COVID-19感染拡大を受けて、改めて自社の「ムダな経済活動」と、その「ムダな経済活動」が環境・社会に与える「ムダな環境・社会負荷」という、企業と環境・社会双方にとっての「ムダ」の存在が明らかになり、またこれらを同時に削減することが可能であるということが明らかになった。

そして、今後、デジタル技術の活用によって、この「二重のムダ」の同時削減がより広がっていく可能性がある。デジタル技術と手を携えることにより、「ごみの分別」や「オフィスの電気消費の削減」といった従来型の細かな活動の積み上げから、調達やオペレーションの在り方、ビジネスモデルすべてにおいて企業と環境社会、双方にとっての「最適解」を導く「サステナビリティ・トランスフォーメーション」に主軸が移ってゆくと予想される。PwCでは、現在、こうした最適解を導くための数値化モデルの開発を進めている。

サマリー

ここまで、COVID-19によって明らかになった3つの課題について述べてきた。これらを踏まえて、企業は以下3点を考慮しなければならない。

第一に、サステナビリティをコアビジネスと切り離して考えている企業は、自社の経営戦略の中核に組み込むことを、検討する必要がある。サステナビリティに表面的に取り組むだけでは、予期せぬ非難に曝されるおそれがある。真のサステナビリティ企業を志向することが求められる。

第二に、自社を取り巻くサステナビリティ・リスクを特定し、それに対応できているか、見直す必要がある。感染症以外にも、気候変動による気温上昇や自然災害などのように、その変化が緩慢であったり目に見えにくかったりするがために対応が先送りにされがちであるものの、企業に甚大な影響を与えうるリスクは多く存在する。自社にとって重要なサステナビリティ・リスクを特定することは、サステナビリティを「自分事」として捉えることにも繋がり、真のサステナビリティ企業への一歩と言えるだろう。
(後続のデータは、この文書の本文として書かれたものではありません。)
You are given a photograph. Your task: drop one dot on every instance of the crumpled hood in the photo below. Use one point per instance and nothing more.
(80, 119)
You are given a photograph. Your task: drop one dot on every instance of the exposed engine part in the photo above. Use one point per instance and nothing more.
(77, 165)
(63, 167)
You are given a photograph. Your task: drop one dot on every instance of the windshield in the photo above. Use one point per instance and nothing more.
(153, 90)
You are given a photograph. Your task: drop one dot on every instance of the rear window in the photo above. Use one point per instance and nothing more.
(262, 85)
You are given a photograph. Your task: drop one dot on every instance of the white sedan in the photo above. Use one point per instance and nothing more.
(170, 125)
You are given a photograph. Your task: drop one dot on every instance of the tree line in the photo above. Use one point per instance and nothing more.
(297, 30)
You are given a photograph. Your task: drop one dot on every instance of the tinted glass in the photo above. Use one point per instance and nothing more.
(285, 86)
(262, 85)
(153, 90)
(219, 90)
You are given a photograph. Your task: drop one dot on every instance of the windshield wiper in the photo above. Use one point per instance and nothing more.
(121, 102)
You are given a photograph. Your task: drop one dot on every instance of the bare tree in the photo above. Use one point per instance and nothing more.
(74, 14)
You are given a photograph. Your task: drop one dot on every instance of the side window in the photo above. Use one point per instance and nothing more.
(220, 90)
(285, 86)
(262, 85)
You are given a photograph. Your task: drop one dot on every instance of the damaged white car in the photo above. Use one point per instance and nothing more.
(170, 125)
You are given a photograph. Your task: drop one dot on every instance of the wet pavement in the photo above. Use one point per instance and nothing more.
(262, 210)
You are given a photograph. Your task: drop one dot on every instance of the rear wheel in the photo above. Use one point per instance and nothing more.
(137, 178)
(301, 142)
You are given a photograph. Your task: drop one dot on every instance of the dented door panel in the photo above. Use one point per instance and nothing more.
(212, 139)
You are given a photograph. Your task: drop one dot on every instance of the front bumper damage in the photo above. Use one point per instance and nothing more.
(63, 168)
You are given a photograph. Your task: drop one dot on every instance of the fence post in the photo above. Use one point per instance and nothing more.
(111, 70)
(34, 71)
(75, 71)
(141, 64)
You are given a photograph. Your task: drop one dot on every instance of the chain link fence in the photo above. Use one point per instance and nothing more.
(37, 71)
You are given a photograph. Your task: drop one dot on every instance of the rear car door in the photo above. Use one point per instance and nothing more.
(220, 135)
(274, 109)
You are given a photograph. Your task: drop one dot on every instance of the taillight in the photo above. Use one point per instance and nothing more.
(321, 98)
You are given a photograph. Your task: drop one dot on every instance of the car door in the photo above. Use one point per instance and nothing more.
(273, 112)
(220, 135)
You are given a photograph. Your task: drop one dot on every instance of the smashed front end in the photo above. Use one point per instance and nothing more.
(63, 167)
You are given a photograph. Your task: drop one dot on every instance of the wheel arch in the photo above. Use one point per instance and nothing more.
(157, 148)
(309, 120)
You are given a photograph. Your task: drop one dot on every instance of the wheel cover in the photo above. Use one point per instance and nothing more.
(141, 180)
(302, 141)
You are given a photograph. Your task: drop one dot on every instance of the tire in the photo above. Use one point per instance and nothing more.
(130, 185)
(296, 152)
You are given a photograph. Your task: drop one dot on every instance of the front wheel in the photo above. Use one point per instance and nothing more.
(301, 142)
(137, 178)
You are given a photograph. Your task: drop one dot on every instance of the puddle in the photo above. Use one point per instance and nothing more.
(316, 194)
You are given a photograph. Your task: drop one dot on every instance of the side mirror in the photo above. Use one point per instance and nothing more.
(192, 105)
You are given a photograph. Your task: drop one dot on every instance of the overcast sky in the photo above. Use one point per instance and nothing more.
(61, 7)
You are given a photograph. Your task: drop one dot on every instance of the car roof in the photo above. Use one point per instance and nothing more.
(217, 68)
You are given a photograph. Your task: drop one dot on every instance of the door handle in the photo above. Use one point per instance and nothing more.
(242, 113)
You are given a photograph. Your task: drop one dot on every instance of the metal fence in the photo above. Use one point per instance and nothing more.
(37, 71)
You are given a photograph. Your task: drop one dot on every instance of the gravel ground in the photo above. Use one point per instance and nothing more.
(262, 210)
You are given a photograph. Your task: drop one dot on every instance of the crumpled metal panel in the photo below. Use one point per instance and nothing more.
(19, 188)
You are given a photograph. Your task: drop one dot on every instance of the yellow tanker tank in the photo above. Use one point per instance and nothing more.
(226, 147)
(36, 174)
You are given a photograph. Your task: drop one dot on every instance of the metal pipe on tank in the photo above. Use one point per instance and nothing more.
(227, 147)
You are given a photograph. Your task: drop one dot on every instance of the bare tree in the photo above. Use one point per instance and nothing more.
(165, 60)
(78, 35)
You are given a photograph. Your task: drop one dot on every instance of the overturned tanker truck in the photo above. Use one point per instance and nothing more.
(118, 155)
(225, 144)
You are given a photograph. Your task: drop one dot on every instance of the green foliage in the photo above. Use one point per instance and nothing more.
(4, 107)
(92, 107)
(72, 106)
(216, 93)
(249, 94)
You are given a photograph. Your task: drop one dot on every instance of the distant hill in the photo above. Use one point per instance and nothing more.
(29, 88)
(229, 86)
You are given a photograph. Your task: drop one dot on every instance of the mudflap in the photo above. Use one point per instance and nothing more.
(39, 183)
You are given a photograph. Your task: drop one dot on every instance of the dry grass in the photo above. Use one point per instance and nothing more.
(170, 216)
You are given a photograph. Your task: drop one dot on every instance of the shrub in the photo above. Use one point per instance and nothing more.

最後に、自社の経済活動にとっても、環境・社会にとってもムダとなっていることはないか、改めて確認する必要がある。あるいは、ムダとわかっていながらも、そのムダを削減「できない」と思い込んできたことの中にも、実は削減「できる」ことがないかを確認する必要がある。本来のサステナビリティとは、経済性を犠牲にして環境・社会に配慮することではない。企業は、経済活動と環境・社会の双方にとっての最適解を導くことを志向しなければならない。そうした真のサステナビリティを追求するために、デジタル技術も活用した「サステナビリティ・トランスフォーメーション」をムダの削減と同時に検討する必要がある。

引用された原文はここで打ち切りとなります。